Speaking of food, I have been consuming too much of it lately. And it's not just the result of friends cooking for us the last few days--this has been going on for weeks. I am attributing my growing appetite (and waistline) to stress, but this is a shift for me. In recent years my tendency when stressed is to stop eating. I look at food and it just turns my stomach--the appetite is not there. But lately the opposite has been happening. I want to eat all the time, everything in sight (the sweeter and doughier the better).
As much as I don't like the result (5 or 6 pounds at last check), I think my eating frenzy is a good sign. It's the result of stress, but not depression (which, as I have entered middle age and premenopause, has come knocking forcefully on my door the last few years). It would appear that when I'm depressed, I stop eating; when I'm merely stressed, I eat more.

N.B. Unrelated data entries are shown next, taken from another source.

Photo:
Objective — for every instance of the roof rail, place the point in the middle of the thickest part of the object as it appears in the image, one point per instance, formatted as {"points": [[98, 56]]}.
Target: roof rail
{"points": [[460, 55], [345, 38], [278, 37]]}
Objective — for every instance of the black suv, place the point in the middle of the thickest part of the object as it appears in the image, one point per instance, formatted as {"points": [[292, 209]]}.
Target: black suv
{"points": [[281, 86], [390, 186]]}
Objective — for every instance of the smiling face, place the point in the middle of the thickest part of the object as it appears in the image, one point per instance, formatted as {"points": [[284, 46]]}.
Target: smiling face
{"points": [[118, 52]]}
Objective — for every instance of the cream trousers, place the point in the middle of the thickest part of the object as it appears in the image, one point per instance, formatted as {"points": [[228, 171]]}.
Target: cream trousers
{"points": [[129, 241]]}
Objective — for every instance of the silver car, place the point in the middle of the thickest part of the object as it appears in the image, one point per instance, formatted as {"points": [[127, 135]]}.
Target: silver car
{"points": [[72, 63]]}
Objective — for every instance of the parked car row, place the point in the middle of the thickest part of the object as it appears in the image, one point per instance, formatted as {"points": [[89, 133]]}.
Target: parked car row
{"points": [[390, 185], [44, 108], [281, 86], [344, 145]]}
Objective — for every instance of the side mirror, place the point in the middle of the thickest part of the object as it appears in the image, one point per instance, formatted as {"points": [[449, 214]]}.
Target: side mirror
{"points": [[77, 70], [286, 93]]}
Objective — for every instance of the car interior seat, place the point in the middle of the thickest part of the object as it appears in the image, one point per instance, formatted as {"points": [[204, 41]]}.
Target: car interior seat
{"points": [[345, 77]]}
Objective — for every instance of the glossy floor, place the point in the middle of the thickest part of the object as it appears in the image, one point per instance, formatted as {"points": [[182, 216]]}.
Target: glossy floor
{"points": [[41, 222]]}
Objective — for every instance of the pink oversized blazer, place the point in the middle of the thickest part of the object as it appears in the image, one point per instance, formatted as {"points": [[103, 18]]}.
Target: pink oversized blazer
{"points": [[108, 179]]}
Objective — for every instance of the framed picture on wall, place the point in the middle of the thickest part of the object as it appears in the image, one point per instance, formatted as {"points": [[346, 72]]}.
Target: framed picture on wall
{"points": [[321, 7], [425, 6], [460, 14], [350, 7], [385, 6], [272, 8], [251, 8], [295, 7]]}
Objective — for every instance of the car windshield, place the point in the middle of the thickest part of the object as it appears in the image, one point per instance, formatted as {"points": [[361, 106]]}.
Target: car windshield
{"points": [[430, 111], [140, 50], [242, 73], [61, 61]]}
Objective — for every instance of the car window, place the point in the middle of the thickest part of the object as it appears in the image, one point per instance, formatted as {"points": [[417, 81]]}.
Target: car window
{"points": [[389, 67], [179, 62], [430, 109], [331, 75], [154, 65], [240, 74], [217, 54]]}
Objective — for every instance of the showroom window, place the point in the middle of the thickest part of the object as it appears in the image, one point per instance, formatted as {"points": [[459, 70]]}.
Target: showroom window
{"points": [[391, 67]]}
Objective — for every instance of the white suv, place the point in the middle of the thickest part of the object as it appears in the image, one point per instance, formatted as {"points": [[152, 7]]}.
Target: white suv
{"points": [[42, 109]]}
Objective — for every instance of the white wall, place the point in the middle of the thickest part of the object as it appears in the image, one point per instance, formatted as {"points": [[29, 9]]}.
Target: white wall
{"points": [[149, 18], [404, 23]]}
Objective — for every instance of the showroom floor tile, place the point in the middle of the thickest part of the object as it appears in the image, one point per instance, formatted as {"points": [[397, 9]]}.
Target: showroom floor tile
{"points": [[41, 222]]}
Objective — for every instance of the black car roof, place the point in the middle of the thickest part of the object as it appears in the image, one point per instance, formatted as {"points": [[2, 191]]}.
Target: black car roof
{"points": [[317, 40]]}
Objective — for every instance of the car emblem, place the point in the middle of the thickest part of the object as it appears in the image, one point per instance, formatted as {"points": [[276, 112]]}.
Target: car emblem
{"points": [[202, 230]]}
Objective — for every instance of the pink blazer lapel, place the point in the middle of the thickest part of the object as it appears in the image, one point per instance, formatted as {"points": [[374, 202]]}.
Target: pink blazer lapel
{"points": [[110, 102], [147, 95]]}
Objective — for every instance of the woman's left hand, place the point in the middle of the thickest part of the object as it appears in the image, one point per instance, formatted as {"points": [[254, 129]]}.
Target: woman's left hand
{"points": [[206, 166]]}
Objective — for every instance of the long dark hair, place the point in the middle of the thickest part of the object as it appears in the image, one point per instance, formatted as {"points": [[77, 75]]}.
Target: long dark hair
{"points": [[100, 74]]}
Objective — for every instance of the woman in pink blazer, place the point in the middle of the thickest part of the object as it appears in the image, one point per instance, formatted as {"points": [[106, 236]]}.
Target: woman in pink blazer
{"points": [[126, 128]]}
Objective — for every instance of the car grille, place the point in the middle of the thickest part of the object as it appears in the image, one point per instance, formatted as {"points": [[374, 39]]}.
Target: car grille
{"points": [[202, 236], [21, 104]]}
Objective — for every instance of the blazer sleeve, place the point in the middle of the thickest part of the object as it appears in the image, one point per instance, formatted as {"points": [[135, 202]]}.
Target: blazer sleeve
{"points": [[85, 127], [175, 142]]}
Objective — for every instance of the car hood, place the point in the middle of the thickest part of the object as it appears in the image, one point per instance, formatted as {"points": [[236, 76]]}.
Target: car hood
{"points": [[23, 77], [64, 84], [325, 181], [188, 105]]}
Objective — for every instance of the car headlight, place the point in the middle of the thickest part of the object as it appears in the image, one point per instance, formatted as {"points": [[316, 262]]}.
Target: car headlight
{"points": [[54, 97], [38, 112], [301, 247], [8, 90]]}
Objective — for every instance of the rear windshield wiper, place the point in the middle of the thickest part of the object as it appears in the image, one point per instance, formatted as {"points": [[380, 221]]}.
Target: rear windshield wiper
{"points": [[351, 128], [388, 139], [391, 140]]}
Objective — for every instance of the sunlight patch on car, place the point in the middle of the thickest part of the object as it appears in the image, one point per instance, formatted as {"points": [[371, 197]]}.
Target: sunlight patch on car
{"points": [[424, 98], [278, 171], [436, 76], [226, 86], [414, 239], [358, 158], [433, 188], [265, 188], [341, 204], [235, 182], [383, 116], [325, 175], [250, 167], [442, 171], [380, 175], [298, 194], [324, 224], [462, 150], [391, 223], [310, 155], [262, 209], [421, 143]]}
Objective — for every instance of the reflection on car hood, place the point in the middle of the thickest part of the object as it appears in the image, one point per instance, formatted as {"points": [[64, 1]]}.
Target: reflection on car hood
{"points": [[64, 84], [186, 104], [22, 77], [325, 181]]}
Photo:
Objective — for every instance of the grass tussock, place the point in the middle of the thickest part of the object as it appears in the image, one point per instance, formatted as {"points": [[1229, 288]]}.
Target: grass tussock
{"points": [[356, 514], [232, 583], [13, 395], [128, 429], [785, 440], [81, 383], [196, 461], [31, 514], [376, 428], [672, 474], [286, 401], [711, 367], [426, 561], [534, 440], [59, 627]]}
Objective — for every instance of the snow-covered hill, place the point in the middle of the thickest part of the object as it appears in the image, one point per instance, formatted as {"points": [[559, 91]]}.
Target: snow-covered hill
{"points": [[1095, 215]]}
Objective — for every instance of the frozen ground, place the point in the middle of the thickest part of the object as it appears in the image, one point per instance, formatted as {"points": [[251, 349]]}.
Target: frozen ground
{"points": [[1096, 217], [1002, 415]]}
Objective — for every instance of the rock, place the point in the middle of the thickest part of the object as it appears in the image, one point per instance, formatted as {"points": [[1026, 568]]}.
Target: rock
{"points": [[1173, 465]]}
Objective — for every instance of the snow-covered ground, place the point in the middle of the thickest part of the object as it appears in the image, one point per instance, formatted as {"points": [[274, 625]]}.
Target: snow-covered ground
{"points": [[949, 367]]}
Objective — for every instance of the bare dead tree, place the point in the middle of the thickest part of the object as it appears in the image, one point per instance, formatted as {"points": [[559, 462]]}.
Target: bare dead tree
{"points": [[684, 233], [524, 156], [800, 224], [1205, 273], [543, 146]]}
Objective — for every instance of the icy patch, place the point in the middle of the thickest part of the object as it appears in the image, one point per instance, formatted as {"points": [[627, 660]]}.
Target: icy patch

I'm glad that in the midst of all that life has wrought of late I have not succumbed to a depressive episode. But as I search my closet each day for something I can squeeze my flesh into, I realize I have to stop this free eating. I can't afford to buy all new clothes! Especially not with the hyper-inflation that is just around the corner!
Hmmm--maybe that's part of what's fueling my eating frenzy. I'm instinctively fattening myself up for the coming economic (not emotional) Depression!
1 comment:
Hey Cheryl, boy have I been where you are. I'm definitely a stress eater. Have you tried getting out for fresh air? I know it's cold, but it really clears my head. Another thing that helps me is hanging out with other adults at the gymn. I know that sounds wierd, but it takes my mind off my problems.